Describe el historiador Miguel Rodríguez Llopis en su Historia General de Murcia que durante el siglo XV los poderes locales lo monopolizaban un reducido número de linajes, de manera paralela al afianzamiento de la aristocracia regional sobre el conjunto del reino. Los recursos comunales pasaron de forma progresiva de la mano del campesinado al concejo. Precisamente, un reino desvertebrado y fragmentado fue el territorio idóneo para que los particularismos locales cobraran fuerza. De hecho, afirma este malogrado profesor de la Universidad de Murcia nacido en Yeste en 1958 y muerto en 2002, sólo la nobleza gobernante mantuvo conciencia de la unidad regional, por descansar sus intereses en el dominio político de todo el conjunto más allá de sus respectivas zonas de residencia.

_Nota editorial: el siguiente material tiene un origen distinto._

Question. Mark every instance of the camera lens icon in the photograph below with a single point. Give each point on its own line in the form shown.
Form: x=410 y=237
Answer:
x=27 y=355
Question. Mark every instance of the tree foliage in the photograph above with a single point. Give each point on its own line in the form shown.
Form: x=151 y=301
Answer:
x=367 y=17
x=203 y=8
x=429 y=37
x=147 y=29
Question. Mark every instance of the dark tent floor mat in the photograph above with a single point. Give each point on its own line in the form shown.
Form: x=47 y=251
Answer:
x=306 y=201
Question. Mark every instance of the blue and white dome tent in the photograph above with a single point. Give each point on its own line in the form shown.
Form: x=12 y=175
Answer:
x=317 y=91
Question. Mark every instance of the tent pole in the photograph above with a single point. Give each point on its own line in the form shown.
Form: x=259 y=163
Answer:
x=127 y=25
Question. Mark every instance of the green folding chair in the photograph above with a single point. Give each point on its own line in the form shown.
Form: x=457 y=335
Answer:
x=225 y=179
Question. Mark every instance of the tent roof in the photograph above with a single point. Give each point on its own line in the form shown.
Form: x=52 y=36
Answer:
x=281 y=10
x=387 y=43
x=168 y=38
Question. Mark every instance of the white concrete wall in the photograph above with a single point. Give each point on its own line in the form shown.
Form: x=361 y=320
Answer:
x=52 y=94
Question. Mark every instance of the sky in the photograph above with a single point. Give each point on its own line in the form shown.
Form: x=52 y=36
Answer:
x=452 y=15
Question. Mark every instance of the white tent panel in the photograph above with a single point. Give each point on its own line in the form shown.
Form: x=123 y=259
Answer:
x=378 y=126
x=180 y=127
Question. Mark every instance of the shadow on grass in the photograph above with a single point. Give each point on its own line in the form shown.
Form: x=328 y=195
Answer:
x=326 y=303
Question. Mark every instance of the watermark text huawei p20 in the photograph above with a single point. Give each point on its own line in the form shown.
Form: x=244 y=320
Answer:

Al cabo de los siglos, esos linajes se encuentran hoy dispersos por el territorio, carentes de identidad, pero enlazados por la obtención de recursos que les permitan mantener un estatus acorde con los tiempos. Las inversiones están fuera de estas fronteras, así como su deseo de prosperidad. Mientras tanto, seguimos jugando a ser algo en medio de este mundo globalizado.

Lo de las identidades tiene su miga, siempre y cuando bajo el paraguas de un gentilicio no se excluya a los otros. Como muchos, en mi caso, soy hijo de la emigración, de la exterior del paro camuflado de los 60 y de la interior de los pueblos pobres a otros más ricos. Un apátrida que entiende muy bien a todos aquellos que hoy en día abandonan sus pueblos, sus países y hasta sus continentes para encontrar cobijo en otras latitudes. Un apátrida que al paso de los años comienza a sentirse a gusto en su tierra, sin necesidad de tener que sacar de los baúles a Antonete Gálvez, al rey Alfonso X o al pimentón o la morcilla de quienes fueron humoristas de este periódico a comienzos del milenio.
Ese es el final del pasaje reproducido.